Single protein search¶
If your protein is not recognised by Pfam, you will need to paste the protein sequence into the search page. We will search your sequence against our HMMs and instantly display the matches for you.
If you have a large number of sequences to search (up to several thousand), you can use our batch upload facility. This allows you to upload a file of your sequences in FASTA format, and we will run them against our HMMs and email the results back to you, usually within 48 hours. We request that you put a maximum of 5000 sequences in each file.
Local protein searches¶
If you have a very large number of protein searches to perform, or you do not wish to post your sequence across the web, it may be more convenient to run the Pfam searches locally using the ‘pfam_scan.pl’ script. To do this you will need the HMMER3 software, the Pfam HMM libraries and a couple of additional data files from the Pfam website. You will also need to download a few modules from CPAN, most notably Moose.

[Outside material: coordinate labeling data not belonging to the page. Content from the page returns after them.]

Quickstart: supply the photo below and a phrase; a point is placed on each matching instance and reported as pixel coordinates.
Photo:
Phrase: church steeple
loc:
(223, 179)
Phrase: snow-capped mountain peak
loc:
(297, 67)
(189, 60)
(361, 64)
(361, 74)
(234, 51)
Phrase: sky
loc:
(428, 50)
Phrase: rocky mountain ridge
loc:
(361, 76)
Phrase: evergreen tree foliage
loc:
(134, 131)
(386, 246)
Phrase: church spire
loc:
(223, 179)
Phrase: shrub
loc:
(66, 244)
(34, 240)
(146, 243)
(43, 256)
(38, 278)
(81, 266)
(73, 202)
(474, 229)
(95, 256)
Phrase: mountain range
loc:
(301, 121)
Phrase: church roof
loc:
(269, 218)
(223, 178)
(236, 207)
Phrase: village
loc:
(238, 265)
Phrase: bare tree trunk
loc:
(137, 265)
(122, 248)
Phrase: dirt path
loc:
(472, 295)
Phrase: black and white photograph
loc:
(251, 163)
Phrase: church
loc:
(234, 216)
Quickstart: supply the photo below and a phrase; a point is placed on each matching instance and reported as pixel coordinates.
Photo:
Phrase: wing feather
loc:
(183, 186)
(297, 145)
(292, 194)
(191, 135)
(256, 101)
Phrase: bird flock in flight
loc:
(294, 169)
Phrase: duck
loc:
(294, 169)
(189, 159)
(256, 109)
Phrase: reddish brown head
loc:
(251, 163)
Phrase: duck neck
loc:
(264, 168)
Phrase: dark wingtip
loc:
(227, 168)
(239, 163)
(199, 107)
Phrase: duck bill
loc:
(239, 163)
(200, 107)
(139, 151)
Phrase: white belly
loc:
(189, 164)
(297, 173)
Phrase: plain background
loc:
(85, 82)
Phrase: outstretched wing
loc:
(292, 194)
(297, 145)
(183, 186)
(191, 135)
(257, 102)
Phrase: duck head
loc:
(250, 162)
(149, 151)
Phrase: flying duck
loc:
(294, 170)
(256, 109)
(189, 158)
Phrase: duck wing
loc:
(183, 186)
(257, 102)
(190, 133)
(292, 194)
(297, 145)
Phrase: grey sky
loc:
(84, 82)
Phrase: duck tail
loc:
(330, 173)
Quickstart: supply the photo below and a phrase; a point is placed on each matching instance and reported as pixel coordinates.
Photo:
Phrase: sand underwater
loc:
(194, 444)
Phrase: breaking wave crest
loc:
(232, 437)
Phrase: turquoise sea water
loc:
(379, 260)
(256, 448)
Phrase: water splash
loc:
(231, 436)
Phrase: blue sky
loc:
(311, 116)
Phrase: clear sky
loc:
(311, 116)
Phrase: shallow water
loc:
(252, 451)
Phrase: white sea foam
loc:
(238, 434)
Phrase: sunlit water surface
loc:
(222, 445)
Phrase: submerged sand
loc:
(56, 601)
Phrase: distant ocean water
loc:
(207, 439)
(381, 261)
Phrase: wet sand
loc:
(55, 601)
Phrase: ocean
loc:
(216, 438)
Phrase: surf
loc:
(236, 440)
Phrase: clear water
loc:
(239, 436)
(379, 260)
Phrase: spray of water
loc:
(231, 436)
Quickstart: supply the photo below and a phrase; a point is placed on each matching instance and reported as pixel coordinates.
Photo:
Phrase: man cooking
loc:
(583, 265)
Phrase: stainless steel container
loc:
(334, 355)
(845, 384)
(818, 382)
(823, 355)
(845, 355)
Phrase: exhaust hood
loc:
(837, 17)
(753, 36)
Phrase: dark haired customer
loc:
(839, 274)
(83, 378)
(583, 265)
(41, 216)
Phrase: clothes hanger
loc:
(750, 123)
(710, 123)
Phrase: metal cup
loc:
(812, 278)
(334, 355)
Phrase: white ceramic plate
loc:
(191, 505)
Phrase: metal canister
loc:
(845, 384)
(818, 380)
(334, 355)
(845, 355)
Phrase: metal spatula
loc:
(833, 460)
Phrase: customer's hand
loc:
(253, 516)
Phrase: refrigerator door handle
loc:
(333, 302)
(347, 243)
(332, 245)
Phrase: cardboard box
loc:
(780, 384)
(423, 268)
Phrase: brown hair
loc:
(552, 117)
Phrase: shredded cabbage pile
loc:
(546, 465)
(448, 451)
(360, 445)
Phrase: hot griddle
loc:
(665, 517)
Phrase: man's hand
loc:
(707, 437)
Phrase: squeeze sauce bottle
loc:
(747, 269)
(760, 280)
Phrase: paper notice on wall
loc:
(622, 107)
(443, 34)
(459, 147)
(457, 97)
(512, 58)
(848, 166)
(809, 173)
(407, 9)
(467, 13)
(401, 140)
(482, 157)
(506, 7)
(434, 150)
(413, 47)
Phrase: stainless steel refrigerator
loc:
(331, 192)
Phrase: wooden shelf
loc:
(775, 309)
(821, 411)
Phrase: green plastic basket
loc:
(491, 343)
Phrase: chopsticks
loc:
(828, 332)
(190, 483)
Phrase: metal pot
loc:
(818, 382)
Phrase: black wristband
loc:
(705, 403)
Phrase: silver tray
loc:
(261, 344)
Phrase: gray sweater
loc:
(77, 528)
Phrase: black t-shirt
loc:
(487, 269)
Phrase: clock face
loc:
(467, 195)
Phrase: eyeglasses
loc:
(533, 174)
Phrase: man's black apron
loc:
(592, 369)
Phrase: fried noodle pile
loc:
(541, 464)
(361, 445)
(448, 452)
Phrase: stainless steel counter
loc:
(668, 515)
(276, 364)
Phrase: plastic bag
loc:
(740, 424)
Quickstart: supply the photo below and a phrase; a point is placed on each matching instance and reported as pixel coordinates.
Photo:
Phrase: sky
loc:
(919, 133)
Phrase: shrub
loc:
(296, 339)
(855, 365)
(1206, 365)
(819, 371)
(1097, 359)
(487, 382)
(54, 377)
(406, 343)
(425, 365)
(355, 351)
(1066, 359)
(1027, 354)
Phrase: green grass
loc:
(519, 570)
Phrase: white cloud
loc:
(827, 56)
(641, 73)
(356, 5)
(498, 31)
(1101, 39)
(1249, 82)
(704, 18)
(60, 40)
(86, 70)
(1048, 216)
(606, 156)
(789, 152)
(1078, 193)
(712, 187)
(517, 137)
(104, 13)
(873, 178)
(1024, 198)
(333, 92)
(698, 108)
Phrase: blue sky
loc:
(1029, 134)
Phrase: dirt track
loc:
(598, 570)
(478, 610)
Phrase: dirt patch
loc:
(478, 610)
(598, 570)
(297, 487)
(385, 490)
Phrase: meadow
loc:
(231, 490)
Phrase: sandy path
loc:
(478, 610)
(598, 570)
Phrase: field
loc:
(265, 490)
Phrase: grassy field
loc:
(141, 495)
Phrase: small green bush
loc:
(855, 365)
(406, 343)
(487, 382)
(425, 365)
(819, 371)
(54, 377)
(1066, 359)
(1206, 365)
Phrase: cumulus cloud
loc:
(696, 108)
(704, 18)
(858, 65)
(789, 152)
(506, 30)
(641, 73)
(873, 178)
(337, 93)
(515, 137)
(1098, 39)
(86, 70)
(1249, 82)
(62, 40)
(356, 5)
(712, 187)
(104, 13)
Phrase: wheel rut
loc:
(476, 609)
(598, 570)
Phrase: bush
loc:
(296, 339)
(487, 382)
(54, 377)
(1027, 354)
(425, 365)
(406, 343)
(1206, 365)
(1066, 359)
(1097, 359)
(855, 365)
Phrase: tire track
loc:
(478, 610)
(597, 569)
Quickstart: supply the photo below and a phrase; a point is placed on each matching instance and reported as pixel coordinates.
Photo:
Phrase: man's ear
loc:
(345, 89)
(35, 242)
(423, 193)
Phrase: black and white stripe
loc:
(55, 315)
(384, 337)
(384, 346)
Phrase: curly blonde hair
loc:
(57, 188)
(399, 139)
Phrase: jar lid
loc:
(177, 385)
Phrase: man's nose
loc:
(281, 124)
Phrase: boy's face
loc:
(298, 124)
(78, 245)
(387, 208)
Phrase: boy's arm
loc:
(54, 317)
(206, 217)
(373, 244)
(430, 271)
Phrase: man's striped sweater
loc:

Full details on how to get ‘pfam_scan.pl’ up and running can be found on our FTP site.
Pfam pre-calculates the domain compositions and architectures UniprotKB reference proteomes. To see the list of proteomes, click on the ‘browse’ link at the top of the Pfam website, and click on a letter of the alphabet in the ‘proteomes’ section. By clicking on a particular organism, you will be be able to view the proteome page for that organism. From here you can view the domain organisation and the domain composition for that proteome.
The taxonomy query allows quick identification of families/domains which are present in one species but are absent from another. It can also be used to find families/domains that are unique to a particular species (note this can be very slow).
Finding proteins with a specific set of domain combinations (‘architectures’)¶
For a detailed study of domain architectures you can use PfamAlyzer. PfamAlyzer allows you to find proteins which contain a specific combination of domains and to specify particular species and the evolutionary distances allowed between domains.
The Pfam consortium is now coordinating the annotation of Pfam families via Wikipedia. On the summary tab of some family pages, you’ll find the text from a Wikipedia article that we feel provides a good description of the Pfam family. If a family has a Wikipedia article assigned to it, we now show the text of that article on the summary tab, in preference to the traditional Pfam annotation text.
If a family does not yet have a Wikipedia article assigned to it, there are several ways for you to help us add one. You can find much more information about the process in the Pfam Annotation in Wikipedia section.